Mr. Bhuwan Pandey, sales representative of LGL shared the benefits of using natural gas, instead of electricity as a medium for heating required at the plant of UP Agro Food Pvt. Ltd. Impressed by the presentation, Kalakriti decided to implement the system of natural gas at his Company’s Plant.

Accordingly a Gas Sharing Agreement was entered into by LGL and UP Agro Food Pvt. Ltd. This Agreement was signed at Kanpur by Mr. Kalakriti Pandey and at Lucknow by CEO of LGL.

It was said by Mr. Bhuwan Pandey that UP Agro Food Pvt. Ltd. would be required to pay only for the amount of gas it used. However, the Agreement had a clause on Minimum Guaranteed Quantity, which meant that UP Agro Food Pvt. Ltd. had to pay minimum for 1000 units of gas per month, irrespective of its actual usage. If actual usage of in upwards of this quantity, then a premium price was to paid per unit.

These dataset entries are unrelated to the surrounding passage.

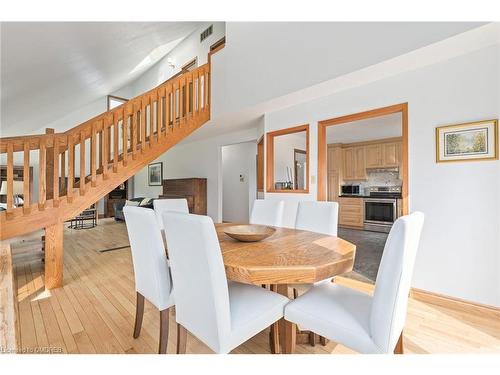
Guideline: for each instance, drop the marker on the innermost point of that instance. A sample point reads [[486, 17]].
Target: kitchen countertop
[[368, 196]]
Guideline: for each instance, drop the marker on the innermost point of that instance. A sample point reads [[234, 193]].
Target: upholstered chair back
[[199, 277], [392, 286], [151, 269]]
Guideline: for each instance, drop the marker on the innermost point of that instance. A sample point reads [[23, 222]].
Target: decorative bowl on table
[[249, 232]]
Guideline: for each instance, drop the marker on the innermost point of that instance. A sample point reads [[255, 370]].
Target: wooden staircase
[[106, 150]]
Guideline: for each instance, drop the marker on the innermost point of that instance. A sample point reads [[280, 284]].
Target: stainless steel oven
[[380, 214]]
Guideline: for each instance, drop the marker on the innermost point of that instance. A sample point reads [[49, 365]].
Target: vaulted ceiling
[[51, 69]]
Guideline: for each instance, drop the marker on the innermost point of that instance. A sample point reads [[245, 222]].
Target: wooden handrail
[[130, 130]]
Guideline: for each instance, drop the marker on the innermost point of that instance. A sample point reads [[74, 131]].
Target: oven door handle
[[381, 200]]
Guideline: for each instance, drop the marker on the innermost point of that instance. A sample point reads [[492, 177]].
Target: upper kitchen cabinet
[[359, 163], [358, 157]]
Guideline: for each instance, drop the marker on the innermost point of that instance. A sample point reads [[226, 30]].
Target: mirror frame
[[270, 159]]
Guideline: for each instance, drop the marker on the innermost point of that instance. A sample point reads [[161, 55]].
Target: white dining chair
[[221, 314], [151, 268], [319, 217], [361, 322], [162, 205], [267, 212]]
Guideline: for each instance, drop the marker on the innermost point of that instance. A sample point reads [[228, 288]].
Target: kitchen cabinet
[[351, 212], [358, 157], [334, 166], [391, 154], [359, 163], [348, 171]]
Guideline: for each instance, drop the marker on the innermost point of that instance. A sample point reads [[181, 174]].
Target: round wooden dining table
[[288, 257]]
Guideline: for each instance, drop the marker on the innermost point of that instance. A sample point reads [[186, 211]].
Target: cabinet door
[[330, 157], [333, 187], [359, 163], [391, 154], [348, 156], [373, 156], [337, 160]]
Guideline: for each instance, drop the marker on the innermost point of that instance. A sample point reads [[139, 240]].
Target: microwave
[[350, 189]]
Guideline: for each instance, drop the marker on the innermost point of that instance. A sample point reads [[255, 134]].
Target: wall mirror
[[288, 160]]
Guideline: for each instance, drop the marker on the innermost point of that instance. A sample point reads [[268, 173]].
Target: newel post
[[54, 255]]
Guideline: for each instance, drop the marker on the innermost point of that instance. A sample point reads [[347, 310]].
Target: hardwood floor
[[94, 311]]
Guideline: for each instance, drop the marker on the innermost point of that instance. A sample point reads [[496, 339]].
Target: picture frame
[[472, 141], [155, 174]]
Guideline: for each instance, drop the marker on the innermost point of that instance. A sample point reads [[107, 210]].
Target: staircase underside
[[19, 222]]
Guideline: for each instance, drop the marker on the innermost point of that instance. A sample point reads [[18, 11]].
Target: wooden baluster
[[134, 134], [93, 156], [63, 173], [181, 101], [171, 107], [198, 89], [116, 121], [191, 94], [144, 124], [151, 119], [125, 136], [71, 168], [105, 146], [205, 87], [55, 171], [166, 110], [10, 177], [82, 163], [42, 175], [174, 109], [26, 181], [209, 84]]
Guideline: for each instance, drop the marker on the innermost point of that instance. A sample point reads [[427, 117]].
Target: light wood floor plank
[[94, 311]]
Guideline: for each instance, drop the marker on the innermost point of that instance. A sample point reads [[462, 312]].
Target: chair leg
[[399, 346], [162, 347], [181, 339], [274, 338], [139, 313]]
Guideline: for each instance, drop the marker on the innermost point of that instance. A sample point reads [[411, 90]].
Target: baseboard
[[455, 303], [437, 299]]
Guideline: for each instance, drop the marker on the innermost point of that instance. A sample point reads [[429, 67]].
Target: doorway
[[363, 165], [239, 185]]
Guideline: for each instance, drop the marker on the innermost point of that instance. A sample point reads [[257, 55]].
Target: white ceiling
[[299, 62], [366, 130], [51, 69]]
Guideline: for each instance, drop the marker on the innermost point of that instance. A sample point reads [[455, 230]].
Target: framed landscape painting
[[467, 142], [155, 174]]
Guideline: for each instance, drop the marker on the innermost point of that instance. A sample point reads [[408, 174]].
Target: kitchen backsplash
[[379, 177]]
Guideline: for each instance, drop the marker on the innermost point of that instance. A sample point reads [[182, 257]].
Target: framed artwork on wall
[[471, 141], [155, 174]]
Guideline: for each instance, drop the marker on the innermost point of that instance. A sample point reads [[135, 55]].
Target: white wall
[[237, 196], [196, 159], [183, 53], [459, 253]]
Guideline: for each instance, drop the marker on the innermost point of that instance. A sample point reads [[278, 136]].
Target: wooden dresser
[[193, 189]]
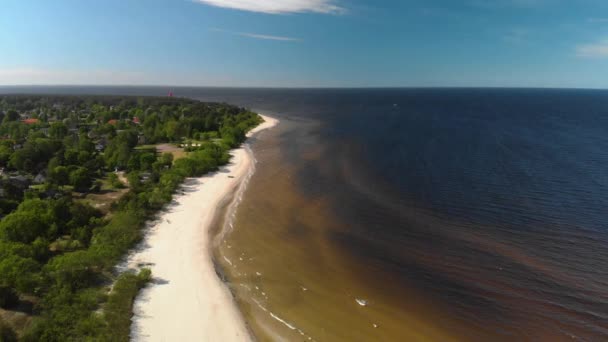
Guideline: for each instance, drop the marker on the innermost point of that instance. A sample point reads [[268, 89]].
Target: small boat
[[361, 302]]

After the agreement, UP Agro Food Pvt. Ltd. installed the state of the art system compatible with gas for Rs. 1 crore. Till 2013, UP Agro Food Pvt. Ltd. got bills as per actual usage of gas, which was around 500-600 units per month. In March 2013, it got a letter from LGL stating that UP Agro has not paid several bills, to the tune of Rs. 2 crore, calculated as per Minimum Guaranteed Quantity.

This letter was denied by UP Agro Food Pvt. Ltd, stating that it had to pay only for its actual consumption.

Primary negotiations through letters between both sides have failed, and the mood is set for litigation. However, dispute resolution clause in the contract mandates Mediation. Hence, both LGL and UP Agro have agreed for mediation on the aspect of alleged unpaid bills.

Confidential (To be shared with LGL)

LGL knew that UP Agro Food Pvt. Ltd. has no exposure to gas technology, and same has been recorded in one of their note sheets, which can be obtained under RTI. LGL is yet to establish its brand across the state, and any major litigation with its clients is bound to affect its name in the market and not go well with the Government, with elections around the corner.

Confidential (To be shared with UP Agro)

UP Agro is low on cash reserves and cannot pay the amount being claimed by LGL, but can henceforth pay if LGL reduces MGQ to 700 units and decreases the rates of gas. UP Agro has received a secret letter from an unknown source detailing dispute can be settled if they bribe up CEO of LGL.